CTB defende a soberania nacional após Eduardo Bolsonaro sugerir uso do Pix como moeda de negociação com os EUA

Golpistas estão se aproveitando das fake news disseminadas para utilizar da imagem da receita e fazer cobranças indevidas à população • Marcello Casal Jr/Agência Brasil.

CTB alerta para riscos de tratar patrimônio público e instrumentos estratégicos do país como moeda de troca em negociações internacionais.

A Central dos Trabalhadores e Trabalhadoras do Brasil (CTB) manifesta preocupação com as declarações do deputado federal Eduardo Bolsonaro (PL-SP), que sugeriu a possibilidade de incluir o Pix em negociações com os Estados Unidos. Para a Central, a fala representa uma visão incompatível com a defesa da soberania nacional e dos interesses do povo brasileiro.
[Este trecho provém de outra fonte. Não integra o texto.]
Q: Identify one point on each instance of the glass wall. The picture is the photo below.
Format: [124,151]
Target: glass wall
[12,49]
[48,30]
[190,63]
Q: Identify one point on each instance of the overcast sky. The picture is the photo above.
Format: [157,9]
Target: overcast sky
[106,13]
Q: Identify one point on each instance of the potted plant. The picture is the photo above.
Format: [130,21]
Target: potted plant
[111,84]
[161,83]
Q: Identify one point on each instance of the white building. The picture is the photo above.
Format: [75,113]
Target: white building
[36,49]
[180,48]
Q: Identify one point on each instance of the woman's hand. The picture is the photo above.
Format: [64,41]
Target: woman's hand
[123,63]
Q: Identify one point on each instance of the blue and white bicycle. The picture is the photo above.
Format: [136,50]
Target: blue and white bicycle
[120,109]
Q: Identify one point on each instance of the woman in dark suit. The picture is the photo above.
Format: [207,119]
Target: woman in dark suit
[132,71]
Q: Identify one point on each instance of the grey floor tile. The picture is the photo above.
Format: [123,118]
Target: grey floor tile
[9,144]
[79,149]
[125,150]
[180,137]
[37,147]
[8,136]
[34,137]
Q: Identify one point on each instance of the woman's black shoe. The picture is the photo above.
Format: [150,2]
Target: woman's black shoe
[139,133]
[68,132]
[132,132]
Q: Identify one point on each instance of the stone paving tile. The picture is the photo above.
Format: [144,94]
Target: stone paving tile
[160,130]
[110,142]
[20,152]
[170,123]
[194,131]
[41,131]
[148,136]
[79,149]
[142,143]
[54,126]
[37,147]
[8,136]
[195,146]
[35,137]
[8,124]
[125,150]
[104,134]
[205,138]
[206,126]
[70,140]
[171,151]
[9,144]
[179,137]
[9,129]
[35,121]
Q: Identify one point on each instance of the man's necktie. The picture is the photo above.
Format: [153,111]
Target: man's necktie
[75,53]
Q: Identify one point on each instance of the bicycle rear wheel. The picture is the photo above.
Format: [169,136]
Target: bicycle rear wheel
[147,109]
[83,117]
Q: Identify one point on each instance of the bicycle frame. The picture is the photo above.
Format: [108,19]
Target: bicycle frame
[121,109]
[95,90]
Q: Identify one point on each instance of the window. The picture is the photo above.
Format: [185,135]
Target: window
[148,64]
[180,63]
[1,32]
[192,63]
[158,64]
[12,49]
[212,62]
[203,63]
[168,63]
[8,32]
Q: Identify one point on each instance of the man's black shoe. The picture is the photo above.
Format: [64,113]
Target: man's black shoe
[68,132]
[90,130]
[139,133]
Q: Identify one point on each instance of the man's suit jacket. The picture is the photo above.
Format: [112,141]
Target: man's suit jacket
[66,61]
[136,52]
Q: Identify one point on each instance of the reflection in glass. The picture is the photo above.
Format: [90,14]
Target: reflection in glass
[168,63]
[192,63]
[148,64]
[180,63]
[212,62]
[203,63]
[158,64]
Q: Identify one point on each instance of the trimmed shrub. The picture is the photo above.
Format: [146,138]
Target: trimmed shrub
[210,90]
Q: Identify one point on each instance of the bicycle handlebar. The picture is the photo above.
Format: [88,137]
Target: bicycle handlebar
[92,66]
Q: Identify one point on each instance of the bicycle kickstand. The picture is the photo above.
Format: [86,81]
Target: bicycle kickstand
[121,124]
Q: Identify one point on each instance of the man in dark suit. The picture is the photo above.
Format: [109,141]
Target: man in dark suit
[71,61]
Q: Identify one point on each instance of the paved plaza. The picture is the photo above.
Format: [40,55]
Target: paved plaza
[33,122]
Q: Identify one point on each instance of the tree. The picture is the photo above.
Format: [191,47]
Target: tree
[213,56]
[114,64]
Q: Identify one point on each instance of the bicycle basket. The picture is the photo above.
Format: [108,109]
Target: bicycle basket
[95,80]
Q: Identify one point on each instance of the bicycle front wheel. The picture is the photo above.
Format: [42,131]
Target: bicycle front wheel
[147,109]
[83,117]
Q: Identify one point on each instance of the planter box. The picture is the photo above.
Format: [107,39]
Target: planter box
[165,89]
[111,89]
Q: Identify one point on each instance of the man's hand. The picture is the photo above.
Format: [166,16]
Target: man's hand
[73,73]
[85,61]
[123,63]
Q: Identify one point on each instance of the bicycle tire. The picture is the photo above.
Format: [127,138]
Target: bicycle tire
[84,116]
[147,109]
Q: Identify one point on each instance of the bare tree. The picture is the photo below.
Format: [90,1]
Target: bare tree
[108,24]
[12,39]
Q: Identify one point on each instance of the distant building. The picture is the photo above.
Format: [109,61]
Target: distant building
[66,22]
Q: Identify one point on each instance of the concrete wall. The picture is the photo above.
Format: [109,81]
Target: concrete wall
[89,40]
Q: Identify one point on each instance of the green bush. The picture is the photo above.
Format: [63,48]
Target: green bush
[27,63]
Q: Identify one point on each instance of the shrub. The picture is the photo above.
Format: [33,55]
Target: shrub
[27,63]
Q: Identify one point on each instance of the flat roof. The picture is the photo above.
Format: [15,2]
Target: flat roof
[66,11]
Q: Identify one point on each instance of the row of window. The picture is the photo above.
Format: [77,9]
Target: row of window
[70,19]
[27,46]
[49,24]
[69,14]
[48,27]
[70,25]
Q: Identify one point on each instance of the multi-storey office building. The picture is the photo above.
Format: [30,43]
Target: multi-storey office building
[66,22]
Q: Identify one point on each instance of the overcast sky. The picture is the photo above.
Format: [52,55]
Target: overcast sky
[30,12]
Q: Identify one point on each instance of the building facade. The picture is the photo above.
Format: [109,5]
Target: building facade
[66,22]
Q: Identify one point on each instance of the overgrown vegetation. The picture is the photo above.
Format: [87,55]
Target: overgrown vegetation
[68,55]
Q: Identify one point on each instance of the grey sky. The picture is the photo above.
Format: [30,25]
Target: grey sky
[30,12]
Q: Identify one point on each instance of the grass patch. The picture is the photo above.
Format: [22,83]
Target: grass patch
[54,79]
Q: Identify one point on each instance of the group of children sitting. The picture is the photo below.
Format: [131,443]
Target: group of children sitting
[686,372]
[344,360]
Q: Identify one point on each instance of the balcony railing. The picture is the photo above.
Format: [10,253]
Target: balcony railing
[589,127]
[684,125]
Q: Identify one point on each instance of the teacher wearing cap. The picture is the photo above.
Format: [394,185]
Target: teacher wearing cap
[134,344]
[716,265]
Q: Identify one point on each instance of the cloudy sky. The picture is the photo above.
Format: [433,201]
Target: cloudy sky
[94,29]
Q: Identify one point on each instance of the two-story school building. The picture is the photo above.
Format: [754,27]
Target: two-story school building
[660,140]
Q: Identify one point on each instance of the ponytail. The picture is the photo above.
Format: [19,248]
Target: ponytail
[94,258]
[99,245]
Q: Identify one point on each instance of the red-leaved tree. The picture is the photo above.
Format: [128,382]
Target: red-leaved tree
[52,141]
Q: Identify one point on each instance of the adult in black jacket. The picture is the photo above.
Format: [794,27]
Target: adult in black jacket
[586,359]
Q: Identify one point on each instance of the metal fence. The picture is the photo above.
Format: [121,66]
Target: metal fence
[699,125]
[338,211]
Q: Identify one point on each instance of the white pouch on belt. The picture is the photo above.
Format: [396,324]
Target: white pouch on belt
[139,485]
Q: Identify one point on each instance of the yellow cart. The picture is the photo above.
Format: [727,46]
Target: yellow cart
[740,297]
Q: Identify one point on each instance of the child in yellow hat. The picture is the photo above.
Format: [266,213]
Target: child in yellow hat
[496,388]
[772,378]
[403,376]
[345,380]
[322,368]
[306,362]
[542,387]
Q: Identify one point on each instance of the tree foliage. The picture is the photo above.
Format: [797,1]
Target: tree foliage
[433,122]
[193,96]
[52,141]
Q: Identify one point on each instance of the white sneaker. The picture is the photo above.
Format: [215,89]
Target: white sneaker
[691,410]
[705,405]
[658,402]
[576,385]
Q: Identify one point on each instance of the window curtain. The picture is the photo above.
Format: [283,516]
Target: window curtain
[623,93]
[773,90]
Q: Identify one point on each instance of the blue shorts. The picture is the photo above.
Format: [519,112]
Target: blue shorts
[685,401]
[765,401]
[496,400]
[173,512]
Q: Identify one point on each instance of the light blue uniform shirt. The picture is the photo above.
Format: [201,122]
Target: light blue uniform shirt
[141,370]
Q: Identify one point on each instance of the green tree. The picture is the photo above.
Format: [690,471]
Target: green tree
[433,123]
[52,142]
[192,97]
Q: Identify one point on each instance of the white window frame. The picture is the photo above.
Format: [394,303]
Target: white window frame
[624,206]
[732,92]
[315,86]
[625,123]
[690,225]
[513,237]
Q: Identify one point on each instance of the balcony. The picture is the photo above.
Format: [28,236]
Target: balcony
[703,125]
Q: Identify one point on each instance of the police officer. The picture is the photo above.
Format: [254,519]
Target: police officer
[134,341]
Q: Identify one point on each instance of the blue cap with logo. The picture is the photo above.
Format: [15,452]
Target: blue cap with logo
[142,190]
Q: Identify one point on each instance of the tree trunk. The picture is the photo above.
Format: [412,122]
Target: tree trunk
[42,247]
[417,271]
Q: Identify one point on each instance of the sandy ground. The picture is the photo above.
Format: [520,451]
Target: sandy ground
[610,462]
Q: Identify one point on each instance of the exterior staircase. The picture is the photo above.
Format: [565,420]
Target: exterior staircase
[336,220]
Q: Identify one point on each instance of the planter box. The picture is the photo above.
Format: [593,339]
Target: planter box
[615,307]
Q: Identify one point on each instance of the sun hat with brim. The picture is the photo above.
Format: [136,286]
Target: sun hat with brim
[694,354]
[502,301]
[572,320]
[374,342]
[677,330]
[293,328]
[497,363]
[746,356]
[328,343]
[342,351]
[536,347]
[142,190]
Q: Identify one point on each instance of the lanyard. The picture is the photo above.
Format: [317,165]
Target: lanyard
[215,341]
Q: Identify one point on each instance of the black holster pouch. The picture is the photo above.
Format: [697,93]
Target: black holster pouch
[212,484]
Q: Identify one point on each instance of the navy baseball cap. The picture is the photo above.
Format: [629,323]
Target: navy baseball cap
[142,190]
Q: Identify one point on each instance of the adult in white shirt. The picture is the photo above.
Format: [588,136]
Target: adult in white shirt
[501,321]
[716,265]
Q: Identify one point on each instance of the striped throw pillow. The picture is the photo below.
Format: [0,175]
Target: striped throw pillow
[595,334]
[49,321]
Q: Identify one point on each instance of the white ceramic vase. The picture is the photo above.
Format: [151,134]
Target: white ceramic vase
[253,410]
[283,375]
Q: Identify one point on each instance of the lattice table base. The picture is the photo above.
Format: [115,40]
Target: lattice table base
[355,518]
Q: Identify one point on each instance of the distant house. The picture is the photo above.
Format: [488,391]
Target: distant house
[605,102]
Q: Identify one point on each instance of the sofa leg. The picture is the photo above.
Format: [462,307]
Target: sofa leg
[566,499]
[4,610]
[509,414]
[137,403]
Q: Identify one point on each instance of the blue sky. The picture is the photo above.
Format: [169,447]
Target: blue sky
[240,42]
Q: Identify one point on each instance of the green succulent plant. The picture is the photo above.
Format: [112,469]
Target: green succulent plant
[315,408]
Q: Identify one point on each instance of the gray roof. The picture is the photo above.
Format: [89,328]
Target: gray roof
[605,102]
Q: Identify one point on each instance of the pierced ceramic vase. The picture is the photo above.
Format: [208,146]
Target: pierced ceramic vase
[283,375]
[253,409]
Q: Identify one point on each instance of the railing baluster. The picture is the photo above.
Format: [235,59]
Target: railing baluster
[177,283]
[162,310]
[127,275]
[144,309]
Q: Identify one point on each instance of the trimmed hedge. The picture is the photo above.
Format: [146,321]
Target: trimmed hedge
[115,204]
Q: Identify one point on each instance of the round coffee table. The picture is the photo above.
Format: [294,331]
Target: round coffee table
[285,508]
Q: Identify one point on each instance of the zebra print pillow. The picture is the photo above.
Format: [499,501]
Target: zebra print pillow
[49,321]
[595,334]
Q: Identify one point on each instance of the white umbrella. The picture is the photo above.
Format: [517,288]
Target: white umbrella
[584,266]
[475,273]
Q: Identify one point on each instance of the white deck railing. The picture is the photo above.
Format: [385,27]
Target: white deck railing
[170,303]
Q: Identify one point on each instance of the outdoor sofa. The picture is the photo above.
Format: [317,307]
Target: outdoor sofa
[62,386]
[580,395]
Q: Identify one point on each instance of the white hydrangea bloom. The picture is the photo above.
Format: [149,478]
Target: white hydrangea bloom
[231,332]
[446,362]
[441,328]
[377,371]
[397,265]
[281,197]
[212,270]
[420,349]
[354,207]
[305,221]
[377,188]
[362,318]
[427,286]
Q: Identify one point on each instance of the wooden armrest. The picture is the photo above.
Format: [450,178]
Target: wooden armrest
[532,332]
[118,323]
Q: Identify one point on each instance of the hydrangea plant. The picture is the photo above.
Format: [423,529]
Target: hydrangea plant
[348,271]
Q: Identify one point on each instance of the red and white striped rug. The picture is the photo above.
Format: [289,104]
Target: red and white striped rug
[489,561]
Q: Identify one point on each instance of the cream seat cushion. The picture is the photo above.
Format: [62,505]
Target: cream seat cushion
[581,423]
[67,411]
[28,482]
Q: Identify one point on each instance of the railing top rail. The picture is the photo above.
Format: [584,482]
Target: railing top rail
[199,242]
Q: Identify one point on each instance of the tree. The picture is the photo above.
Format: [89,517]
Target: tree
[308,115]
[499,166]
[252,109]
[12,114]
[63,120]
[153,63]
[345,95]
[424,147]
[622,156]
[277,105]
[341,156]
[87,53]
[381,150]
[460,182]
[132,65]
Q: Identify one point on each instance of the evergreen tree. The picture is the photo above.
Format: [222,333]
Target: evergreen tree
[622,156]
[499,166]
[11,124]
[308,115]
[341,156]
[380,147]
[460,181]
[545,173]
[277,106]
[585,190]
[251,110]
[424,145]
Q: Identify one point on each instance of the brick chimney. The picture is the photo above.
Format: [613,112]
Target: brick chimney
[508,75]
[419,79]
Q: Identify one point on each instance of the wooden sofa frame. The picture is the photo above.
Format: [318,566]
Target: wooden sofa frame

Criado pelo Banco Central, o Pix tornou-se uma das mais importantes inovações do sistema financeiro nacional, garantindo agilidade nas transações, redução de custos para trabalhadores e pequenos empreendedores, além de ampliar a inclusão bancária em todo o país. Por isso, a CTB considera inadmissível que uma ferramenta pública de interesse nacional seja tratada como ativo de negociação com governos ou grupos econômicos estrangeiros.

A polêmica surgiu após Eduardo Bolsonaro afirmar, em vídeo divulgado nas redes sociais, que o sistema de pagamentos instantâneos poderia ser levado para uma mesa de negociação com os Estados Unidos, em um contexto que envolvia interesses comerciais relacionados a minerais estratégicos brasileiros.

As declarações provocaram reações de diversos setores políticos. A deputada federal Jandira Feghali (PCdoB-RJ) criticou a postura do parlamentar e defendeu a preservação da autonomia brasileira diante de interesses externos. Segundo ela, a democracia e a soberania nacional devem ser preservadas acima de qualquer projeto político ou alinhamento internacional.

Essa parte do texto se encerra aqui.